Monday, October 20, 2008

Route Reflector

From RFC4456

The Border Gateway Protocol is an inter-autonomous system routing protocol designed for TCP/IP Internets. Currently in the Internet BGP deployments are configured such that that all BGP speakers within a single AS must be fully meshed so that any external routing information must be re-distributed to all other routers within that AS. For n BGP speakers within an AS that requires to maintain n*(n-1)/2 unique IBGP sessions. This “full mesh” requirement clearly does not scale when there are a large number of IBGP speakers each exchanging a large volume of routing information, as is common in many of todays Internet. This scaling problem could be elevated in a couple of ways. One of them is the use of “Route Reflectors”.
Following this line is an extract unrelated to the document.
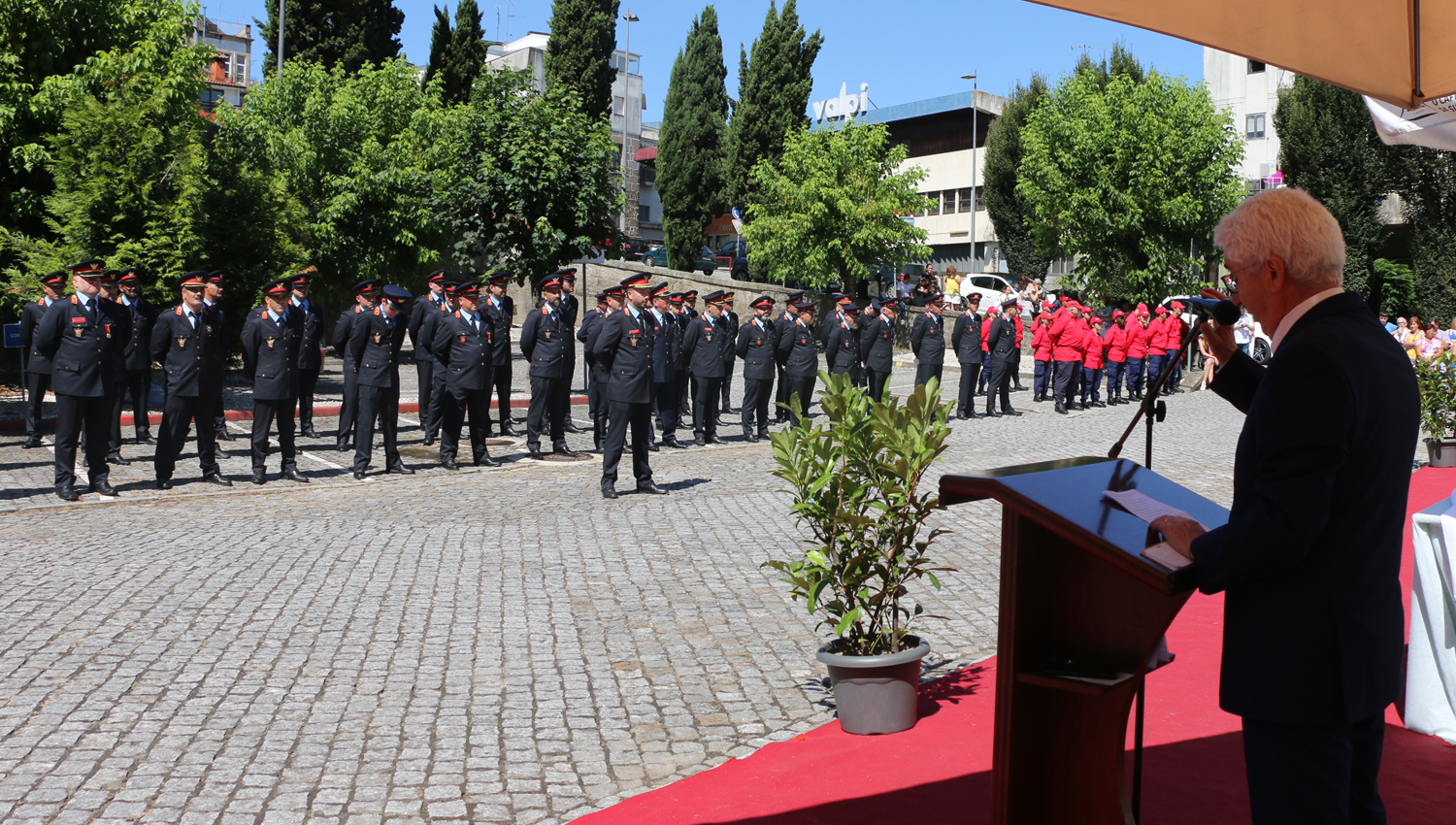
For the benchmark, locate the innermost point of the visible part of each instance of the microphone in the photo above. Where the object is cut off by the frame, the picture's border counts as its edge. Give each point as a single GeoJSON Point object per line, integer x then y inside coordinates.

In AS X there are three IBGP speakers (routers RTR-A, RTR-B and RTR-C). With the existing BGP model, if RTR-A receives an external route and it is selected as the best path it must advertise the external route to both RTR-B and RTR-C. RTR-B and RTR-C (as IBGP speakers) will not re-advertise these IBGP learned routes to other IBGP speakers. If this rule is relaxed and RTR-C is allowed to advertise IBGP learned routes to IBGP peers, then it could re-advertise (or reflect) the IBGP routes learned from RTR-A to RTR-B and vice versa. This would eliminate the need for the IBGP session between RTR-A and RTR-B
This is the basic principle of Route Reflection scheme

Route Reflector is a router that can perform the route reflection function. The IBGP peers of the route- reflector fall into two categories clients and non-clients. A route reflector and its clients form a cluster. All the peers that are not part of the cluster are called as non-clients.

The route reflector function is implemented only on the route reflector; all clients and non-clients are normal BGP peers. Any route reflector that receives multiple routes for the same destination will pick the best path based on the normal BGP decision process. The best path would be propagated within the AS based on the following:

Ø Routes received from a non-client peer, the route will be reflected to clients only.

Ø Routes received from a client peer, the routes are reflected to all non-client and client peers except for the route originator.

Ø Routes received from EBGP peer, the route will be reflected to all clients and non-clients.

The route reflector preserves IBGP attributes, for example the next-hop attribute remains intact when the routes are exchanged between route reflectors. To avoid Loops inside an AS, the route reflectors use

Ø Originator ID, which carries the router-id of the originator of the route in an AS.

Ø Cluster List, when the route reflector sends a route from its clients to non-clients outside the cluster, the route reflector appends the local cluster-ID to the cluster-list.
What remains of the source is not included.